Hopings shot to death Eugene Blackman, 36, in the alley behind Lyric's Lounge, 704 W. Sylvania Ave., on May 8, 2016.
In an Alford plea, a defendant does not admit to committing a crime, but acknowledges evidence is sufficient for a conviction that could result in a more severe sentence.
Shirlisa Blackman, the victim's cousin, told the court she wasn't sure if she was happy that the case, which had drug on for nearly two years, was finally resolved.
“For almost two years we've dealt with continuance after continuance,” she said. “For almost two years, myself and my family had to come in this room and live through constant reminders of the hurt Telly caused on Mother's Day, 2016.”
Brian Boos, an assistant county prosecutor, told the court Hopings walked past Mr. Blackman as he was speaking to a woman in her vehicle behind the bar just after 2 a.m. Hopings paced back and forth before firing five shots at Mr. Blackman, four of which struck him and killed him.
Mr. Boos said Hopings then led police on a lengthy, high-speed chase, discarding the murder weapon along the way.
Hopings, who kept his head down and spoke in a barely audible voice, apologized to Mr. Blackman's family and to his own family.
“Words can't even express my sincerity,” he said slowly.

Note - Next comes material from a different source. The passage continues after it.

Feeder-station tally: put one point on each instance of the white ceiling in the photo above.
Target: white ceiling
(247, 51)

Defense attorney Ronnie Wingate told the court Hopings was diagnosed with post-traumatic stress disorder stemming from the March 16, 2016, murder of his cousin, Ronnie Hopings. On the day that Hopings shot Mr. Blackman, Mr. Wingate said, Hopings “was delusional, delusional to the extent that he believed, whether correctly or incorrectly, that Mr. Blackman was a part of, if not the instrument of, the death of his cousin. That was his belief.”
He said Hopings was, by all accounts, a good person, although as the saying goes, sometimes good people do bad things.

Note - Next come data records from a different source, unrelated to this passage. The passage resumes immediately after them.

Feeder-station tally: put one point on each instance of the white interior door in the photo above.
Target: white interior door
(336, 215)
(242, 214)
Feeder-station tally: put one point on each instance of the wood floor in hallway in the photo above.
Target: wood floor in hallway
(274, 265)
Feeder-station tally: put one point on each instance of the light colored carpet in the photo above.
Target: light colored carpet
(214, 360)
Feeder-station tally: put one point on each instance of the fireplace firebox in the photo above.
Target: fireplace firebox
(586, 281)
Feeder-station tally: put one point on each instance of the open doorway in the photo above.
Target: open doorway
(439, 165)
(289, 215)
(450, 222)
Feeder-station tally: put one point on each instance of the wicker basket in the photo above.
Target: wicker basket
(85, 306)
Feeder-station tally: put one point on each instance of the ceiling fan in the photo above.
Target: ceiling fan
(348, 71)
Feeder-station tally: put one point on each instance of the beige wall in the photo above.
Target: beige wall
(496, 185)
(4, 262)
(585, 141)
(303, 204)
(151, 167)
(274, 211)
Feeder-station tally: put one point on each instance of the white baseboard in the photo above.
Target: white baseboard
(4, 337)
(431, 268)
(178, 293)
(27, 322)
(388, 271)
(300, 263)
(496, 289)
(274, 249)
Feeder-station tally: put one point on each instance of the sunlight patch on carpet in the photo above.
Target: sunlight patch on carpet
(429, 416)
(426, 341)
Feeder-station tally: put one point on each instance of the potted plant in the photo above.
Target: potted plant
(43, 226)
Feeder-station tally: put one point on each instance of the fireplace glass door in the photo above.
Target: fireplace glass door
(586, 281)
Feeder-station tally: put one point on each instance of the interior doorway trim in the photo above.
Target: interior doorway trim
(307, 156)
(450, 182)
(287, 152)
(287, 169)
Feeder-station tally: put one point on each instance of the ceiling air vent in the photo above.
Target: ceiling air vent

“In most circumstances when those bad things occur as in this case, it sometimes is a horrific situation,” Mr. Wingate said. “That is what Mr. Hopings finds himself in.”
Still, Judge Cook said the murder was senseless, as all homicides are.
“He may not have been this individual before May 8, 2016, but on May 8, 2016, this is exactly who he was,” Judge Cook said. “He went up and he killed Mr. Blackman, and he became a murderer on that date at that time.”
“The fact of the matter is, he flat out walked right up to him, shot him, and killed him,” the judge said. “There were multiple other civil ways to have resolved this kind of conflict or turmoil that was perceived. This was completely a senseless way to address it, and that's not acceptable.”
As part of a plea agreement, the court dismissed charges of aggravated murder, tampering with evidence, and failure to comply with the order or signal of a police officer.